I'm antisocial, I'm unresponsive, I'm proud, I rant too much, I'm a piece of emoshit, and my attitude does have some issues.
It makes perfect sense if no one cares, I totally understand.
So why're you being so nice to me?

You ain't at all the things I hoped to find,
but somehow, weirdly, it's quite enough.
& sometimes I don't even feel like I deserve having you here.

Because when I smile, I never mean it. Okay, maybe once in a while I do, but still. It's not that I don't try, I swear I really do. When I think about it, perhaps the only reason why I smile is for you.

Come,
let's go ride on the ferris wheel.
(:

-

Meepoh's newest entry makes me sad, and at the same time glad. I MISS BESTIE \:

Life in NJ isn't exactly yipadeedoo nowadays, in fact it tips right down to the lousy scale. But I'm happy that we still keep in touch, that our phone conversations though not as frequent are still existant, and that there're times when you miss me as much as I miss you. I'm super glad that I know I've still got you to count on, even if the whole world decides to turn its back on me I don't give a shit about it. Because I've already got what I need.

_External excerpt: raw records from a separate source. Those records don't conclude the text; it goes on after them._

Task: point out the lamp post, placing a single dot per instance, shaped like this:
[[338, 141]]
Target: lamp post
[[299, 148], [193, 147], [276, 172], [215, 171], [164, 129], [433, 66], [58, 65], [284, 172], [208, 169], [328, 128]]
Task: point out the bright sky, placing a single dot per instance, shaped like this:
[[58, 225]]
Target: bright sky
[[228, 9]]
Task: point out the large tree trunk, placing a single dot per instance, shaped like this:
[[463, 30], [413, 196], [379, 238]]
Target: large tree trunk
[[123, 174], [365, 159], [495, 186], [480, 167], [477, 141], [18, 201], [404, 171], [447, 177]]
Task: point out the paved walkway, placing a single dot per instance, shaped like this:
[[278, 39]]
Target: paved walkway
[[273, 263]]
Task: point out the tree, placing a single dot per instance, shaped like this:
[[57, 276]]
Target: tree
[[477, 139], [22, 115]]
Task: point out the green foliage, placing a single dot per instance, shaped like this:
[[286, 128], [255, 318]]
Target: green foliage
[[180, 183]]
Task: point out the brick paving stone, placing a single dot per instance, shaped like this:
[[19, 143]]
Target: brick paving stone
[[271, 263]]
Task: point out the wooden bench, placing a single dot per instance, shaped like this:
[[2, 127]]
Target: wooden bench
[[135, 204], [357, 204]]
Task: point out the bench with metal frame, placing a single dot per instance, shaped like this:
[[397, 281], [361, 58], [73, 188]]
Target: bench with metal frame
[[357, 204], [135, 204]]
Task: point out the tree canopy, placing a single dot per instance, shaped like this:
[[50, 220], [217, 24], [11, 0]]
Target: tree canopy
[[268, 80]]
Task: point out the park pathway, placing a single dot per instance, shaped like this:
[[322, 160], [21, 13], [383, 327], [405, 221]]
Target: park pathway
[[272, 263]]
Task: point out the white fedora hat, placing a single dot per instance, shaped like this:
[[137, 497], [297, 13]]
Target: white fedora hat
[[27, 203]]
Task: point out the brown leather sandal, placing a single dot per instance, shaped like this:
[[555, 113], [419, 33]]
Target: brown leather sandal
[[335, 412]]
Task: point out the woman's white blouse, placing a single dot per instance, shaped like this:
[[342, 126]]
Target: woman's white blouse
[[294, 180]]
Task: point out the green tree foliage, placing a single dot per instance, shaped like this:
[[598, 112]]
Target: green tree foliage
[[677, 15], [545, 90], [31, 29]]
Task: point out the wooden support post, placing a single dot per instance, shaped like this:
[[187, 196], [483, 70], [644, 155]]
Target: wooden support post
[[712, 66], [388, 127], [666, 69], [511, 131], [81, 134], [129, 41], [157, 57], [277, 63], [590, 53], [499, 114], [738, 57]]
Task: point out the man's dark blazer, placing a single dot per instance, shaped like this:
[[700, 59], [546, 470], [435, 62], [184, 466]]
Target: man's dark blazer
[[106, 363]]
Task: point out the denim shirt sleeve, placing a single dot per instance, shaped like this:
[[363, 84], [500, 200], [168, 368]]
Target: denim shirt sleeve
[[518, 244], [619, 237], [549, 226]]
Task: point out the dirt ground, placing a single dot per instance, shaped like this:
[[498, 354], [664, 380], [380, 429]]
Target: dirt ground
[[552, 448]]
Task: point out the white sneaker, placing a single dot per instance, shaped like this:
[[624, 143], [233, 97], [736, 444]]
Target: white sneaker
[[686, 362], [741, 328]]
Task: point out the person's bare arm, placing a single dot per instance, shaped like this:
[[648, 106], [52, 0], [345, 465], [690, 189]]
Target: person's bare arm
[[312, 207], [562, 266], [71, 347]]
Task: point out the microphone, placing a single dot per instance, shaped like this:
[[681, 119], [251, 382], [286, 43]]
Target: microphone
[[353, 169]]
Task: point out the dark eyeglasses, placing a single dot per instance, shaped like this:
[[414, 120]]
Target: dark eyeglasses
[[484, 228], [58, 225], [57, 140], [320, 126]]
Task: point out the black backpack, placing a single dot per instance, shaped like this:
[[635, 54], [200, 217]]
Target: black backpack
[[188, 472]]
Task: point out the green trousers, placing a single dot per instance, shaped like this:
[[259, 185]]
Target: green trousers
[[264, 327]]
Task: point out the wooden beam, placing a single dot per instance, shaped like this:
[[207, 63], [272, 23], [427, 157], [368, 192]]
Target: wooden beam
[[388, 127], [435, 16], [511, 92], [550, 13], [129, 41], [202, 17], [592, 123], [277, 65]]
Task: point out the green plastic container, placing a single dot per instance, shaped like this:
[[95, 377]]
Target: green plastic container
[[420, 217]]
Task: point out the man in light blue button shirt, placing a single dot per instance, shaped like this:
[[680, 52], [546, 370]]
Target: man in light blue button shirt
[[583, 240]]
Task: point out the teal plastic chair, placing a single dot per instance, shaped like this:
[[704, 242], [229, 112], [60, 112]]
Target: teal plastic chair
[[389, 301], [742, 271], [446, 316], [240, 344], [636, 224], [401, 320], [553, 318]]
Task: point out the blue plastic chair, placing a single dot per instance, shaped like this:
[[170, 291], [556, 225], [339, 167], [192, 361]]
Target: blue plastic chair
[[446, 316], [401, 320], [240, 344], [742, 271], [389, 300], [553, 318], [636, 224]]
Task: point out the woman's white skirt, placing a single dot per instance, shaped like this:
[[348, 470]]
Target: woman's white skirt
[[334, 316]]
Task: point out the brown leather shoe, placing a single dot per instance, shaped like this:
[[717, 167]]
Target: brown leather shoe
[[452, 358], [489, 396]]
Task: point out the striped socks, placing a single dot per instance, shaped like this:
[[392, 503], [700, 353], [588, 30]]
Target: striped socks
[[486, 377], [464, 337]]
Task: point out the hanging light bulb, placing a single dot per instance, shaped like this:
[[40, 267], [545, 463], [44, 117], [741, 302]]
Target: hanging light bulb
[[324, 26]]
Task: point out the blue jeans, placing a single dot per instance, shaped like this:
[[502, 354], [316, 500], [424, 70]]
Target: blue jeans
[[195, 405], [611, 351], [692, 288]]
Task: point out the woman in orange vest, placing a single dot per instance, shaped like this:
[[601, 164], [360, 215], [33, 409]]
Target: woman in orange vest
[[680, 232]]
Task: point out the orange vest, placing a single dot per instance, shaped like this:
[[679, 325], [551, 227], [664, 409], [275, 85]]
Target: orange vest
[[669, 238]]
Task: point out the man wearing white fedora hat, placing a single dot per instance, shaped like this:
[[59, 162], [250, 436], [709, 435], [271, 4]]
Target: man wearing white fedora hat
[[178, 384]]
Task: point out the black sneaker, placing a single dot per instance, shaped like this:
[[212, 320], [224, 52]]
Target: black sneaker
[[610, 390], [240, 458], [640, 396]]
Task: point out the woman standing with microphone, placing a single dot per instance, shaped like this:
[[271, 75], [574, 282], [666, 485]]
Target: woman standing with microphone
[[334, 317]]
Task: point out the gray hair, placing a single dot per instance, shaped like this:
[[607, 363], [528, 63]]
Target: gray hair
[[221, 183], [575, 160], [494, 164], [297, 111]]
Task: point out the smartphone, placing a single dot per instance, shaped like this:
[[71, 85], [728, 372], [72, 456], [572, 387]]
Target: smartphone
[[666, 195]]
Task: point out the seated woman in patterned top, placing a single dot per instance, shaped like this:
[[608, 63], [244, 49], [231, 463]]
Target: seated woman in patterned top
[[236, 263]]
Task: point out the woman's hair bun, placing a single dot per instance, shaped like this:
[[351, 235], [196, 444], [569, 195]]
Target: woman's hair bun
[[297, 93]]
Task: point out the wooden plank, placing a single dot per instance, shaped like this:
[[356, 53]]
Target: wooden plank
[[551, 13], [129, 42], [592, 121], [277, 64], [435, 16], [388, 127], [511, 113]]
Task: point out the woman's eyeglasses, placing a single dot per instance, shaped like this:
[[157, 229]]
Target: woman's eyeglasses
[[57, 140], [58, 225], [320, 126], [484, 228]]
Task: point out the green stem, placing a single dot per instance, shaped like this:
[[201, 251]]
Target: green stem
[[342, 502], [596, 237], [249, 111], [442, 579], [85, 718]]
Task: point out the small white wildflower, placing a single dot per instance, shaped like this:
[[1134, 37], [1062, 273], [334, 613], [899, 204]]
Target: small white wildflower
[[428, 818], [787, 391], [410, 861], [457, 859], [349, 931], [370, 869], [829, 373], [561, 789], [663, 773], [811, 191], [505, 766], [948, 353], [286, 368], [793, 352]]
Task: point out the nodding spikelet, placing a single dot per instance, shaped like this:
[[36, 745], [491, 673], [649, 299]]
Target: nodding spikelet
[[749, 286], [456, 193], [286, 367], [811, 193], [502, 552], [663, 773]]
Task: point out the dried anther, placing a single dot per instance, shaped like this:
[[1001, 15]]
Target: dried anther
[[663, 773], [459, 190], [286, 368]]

More than once I've wondered if staying in NJ was the right choice, maybe if I've hopped over to your school when I still had the chance we'd be happily together somehow. (hell, we'd have been in the same frickin cca!) For the past 6(?) years it's been like that, I guess moving on with life without you just doesn't seem quite right. Damn babe, I love you damn fucking much and you better know it.

-

People tell themselves things that they don't mean, convince themselves of things that they know aren't really true.

I laugh at these idiots sometimes, but

What's so bad about a bit of self-denial anyway?